Prisoners

Es geschah am helllichten Tag: Unheilvolle Thrillertragödie, die Glaube und Menschenwürde begräbt, biblische Todsünden hingegen düngt.

Prisoners Cover

Denis Villeneuve, USA 2013
Kinostart: 10.10.2013
Story: Als an Thanksgiving die kleine Anna und ihre gleichaltrige Freundin beim Spielen spurlos verschwindet, findet Detective Loki nur den geistig zurückgebliebenen Alex vor, muss ihn aber wieder laufen lassen. Für Annas Vater Keller steht fest: Alex ist der Entführer. Er verschleppt und foltert ihn für ein Geständnis.
Von Thorsten Krüger

An Lob für das abgründige Thrillerdrama des Frankokanadiers Denis Villeneuve („Die Frau, die singt“) mangelt es wahrlich nicht. Die Wandlung eines Familienvaters zum gnadenlosen Folterer ist vorwiegend Selbstjustizdrama, gemahnt an das moralische Dilemma des Daschner/Gäfgen-Falls und teilt Weltsicht wie diverse Plotmotive aus besonders abgründigen Klassikern von David Fincher, Clint Eastwood und Jonathan Demme.
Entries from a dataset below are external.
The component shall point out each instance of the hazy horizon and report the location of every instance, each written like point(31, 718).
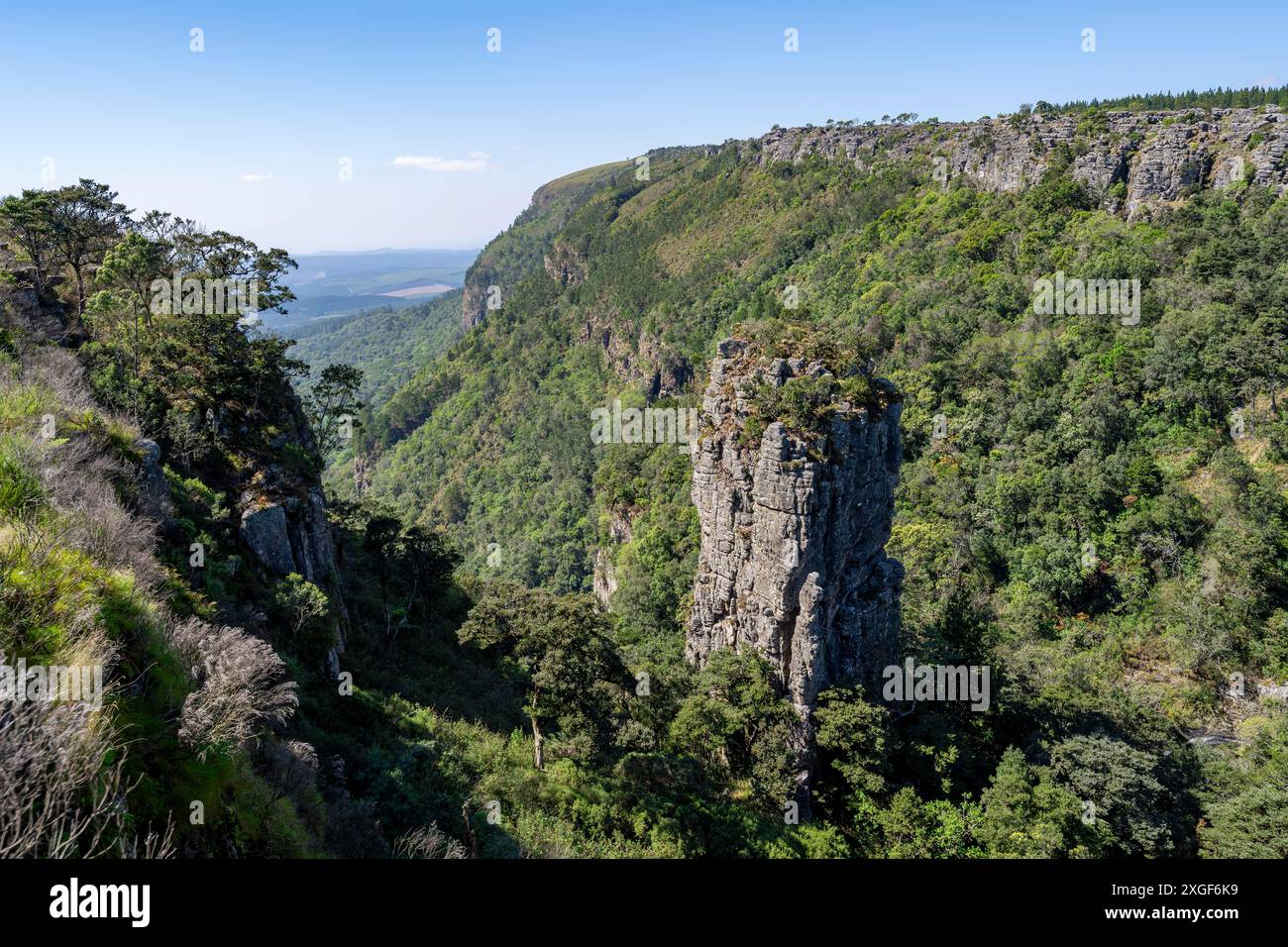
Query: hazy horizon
point(411, 125)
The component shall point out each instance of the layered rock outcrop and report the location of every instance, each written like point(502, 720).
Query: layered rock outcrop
point(1157, 155)
point(794, 530)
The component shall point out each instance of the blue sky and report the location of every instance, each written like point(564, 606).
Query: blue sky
point(249, 134)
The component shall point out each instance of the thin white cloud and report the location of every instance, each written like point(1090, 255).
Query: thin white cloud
point(475, 161)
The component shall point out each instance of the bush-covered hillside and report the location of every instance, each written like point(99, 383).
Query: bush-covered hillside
point(1094, 522)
Ein jeder brütet hier in seiner eigenen Hölle, ist Gefangener seiner selbst, ein Prisoner. Und darum geht es: Wie sich Menschen in Dämonen verwandeln. Wie sie einen Krieg gegen Gott vom Zaun brechen. Wie hinter der Maske des Vorstadt-Nachbars Bestien lauern. Das funktioniert so bestürzend glaubhaft, weil diese einsame Pennsylvania-Ortschaft so authentisch wirkt, die Personen so echt agieren.

Deprimierende Studie über das Mörderische am Menschen

Es regnet viel, ein kalter Novemberniederschlag, ohne Designmanier wie in „Seven“, dafür in nachgerade dokumentarischer Alltäglichkeit. Darin gedeiht ein zweieinhalbstündiges Low-Fi-Drama mit gelegentlichen „Das Schweigen der Lämmer“ entlehnten Thriller-Elementen, aber einer bedrückenden Atmosphäre des Unheils und einem moralischen Inferno wie in dem Schuld-Mahlstrom „Mystic River“.
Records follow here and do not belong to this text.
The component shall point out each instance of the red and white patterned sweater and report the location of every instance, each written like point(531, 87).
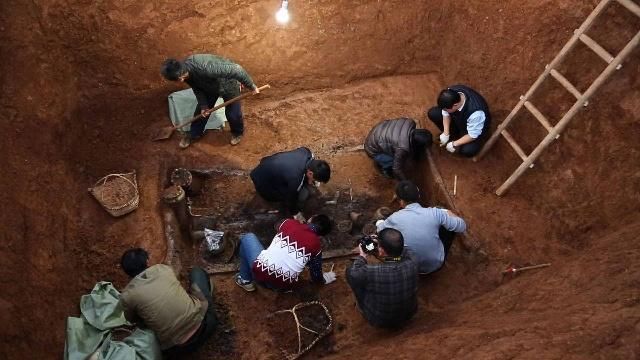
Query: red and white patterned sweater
point(291, 249)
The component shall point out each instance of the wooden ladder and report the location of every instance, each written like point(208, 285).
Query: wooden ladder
point(614, 63)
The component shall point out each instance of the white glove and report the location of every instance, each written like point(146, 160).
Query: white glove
point(329, 277)
point(450, 147)
point(299, 217)
point(444, 138)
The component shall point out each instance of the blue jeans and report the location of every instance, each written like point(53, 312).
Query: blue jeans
point(250, 248)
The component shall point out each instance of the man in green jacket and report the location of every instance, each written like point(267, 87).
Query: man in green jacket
point(210, 77)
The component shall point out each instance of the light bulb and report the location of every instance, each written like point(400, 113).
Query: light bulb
point(282, 16)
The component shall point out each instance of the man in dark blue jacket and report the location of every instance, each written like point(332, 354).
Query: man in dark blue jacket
point(286, 177)
point(463, 117)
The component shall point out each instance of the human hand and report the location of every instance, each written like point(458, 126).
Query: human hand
point(362, 253)
point(329, 277)
point(451, 148)
point(299, 217)
point(444, 138)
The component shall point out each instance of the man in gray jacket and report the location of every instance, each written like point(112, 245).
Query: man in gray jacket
point(428, 232)
point(391, 142)
point(210, 77)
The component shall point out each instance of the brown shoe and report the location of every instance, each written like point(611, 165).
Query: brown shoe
point(185, 142)
point(235, 139)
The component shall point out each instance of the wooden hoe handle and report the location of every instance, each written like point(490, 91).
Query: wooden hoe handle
point(207, 112)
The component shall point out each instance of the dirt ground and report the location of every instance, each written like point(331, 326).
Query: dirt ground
point(81, 95)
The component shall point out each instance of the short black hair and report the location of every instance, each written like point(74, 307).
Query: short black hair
point(447, 98)
point(134, 261)
point(391, 241)
point(435, 114)
point(421, 140)
point(407, 191)
point(321, 170)
point(172, 69)
point(322, 224)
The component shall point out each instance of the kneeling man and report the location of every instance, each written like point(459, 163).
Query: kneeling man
point(387, 292)
point(463, 117)
point(391, 142)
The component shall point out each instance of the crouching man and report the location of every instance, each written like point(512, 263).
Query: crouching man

Villeneuve nimmt sich viel Zeit, kriecht in einer Parallelhandlung zu wenigen düsteren Synthietönen durch eine von dramaturgischen Auslassungen zusätzlich ausgezehrten Winter-Agonie, in der die vierte Todsünde, vulgo Zorn und Rachsucht, gedeihen. Charaktere statt Effekte sind der Antrieb, was dementsprechend eine deprimierende Studie über das Mörderische am Menschen und seiner Zerrüttung ausbedingt.

Verbrechen ist ein menschliches Rätsel, für das es keine Lösung gibt

Diese Tragödie biblischen Ausmaßes, in der sich keine Götter, sondern gewöhnliche Bürger zerfleischen, ist sehr christlich-religiös geprägt: Permanent wird hier Gottes Beistand erbeten, Hugh „Wolverine“ Jackman als stämmiger Prepper, der vor Aggression birst, leidet wie ein Inquisitor, der seinem Folteropfer die Qualen ersparen möchte, aber nicht kann. Paul Dano hingegen gleicht einer Jesus-Passion von Matthias Grünewald.

Verbrechen ist ein menschliches Rätsel, für das es keine Lösung gibt: Dieses Einschrauben in humane Labyrinthe steht zwischen Krimipuzzle und finsterem Drama über das Ausbrechen der niedersten Instinkte. Ist aber letzten Endes doch weit konventioneller und lindernd gestrickt, als es sich zwei Drittel lang ausnimmt. Fast antidramatisch erzählt es Zuspitzungen nicht aus, dämmt damit Wucht, lässt unterkühltes Grauen zurück.

Die opake Konstellation wird zu sehr aufklärt

Was zur Allegorie tendiert, wo Giftschlangen statt Kindern gefunden werden, wo Verbrechen ungeklärt bleiben, weil der linkische Einzelgänger-Cop („Donnie Darko“-Jake Gyllenhaal) zwar solide, aber fehlerhafte Arbeit leistet, wo jeder der Täter sein könnte, wo die Folgen von Grausamkeit Körper und Geist verheeren – das schwenkt in erstaunlicher Inkonsequenz zu einer lapidaren, wenn auch immer noch genügend verstörenden Lösung, was diese opake Konstellation für meinen Geschmack zu sehr aufklärt. Deshalb: Ein guter Film. Aber kein großartiger.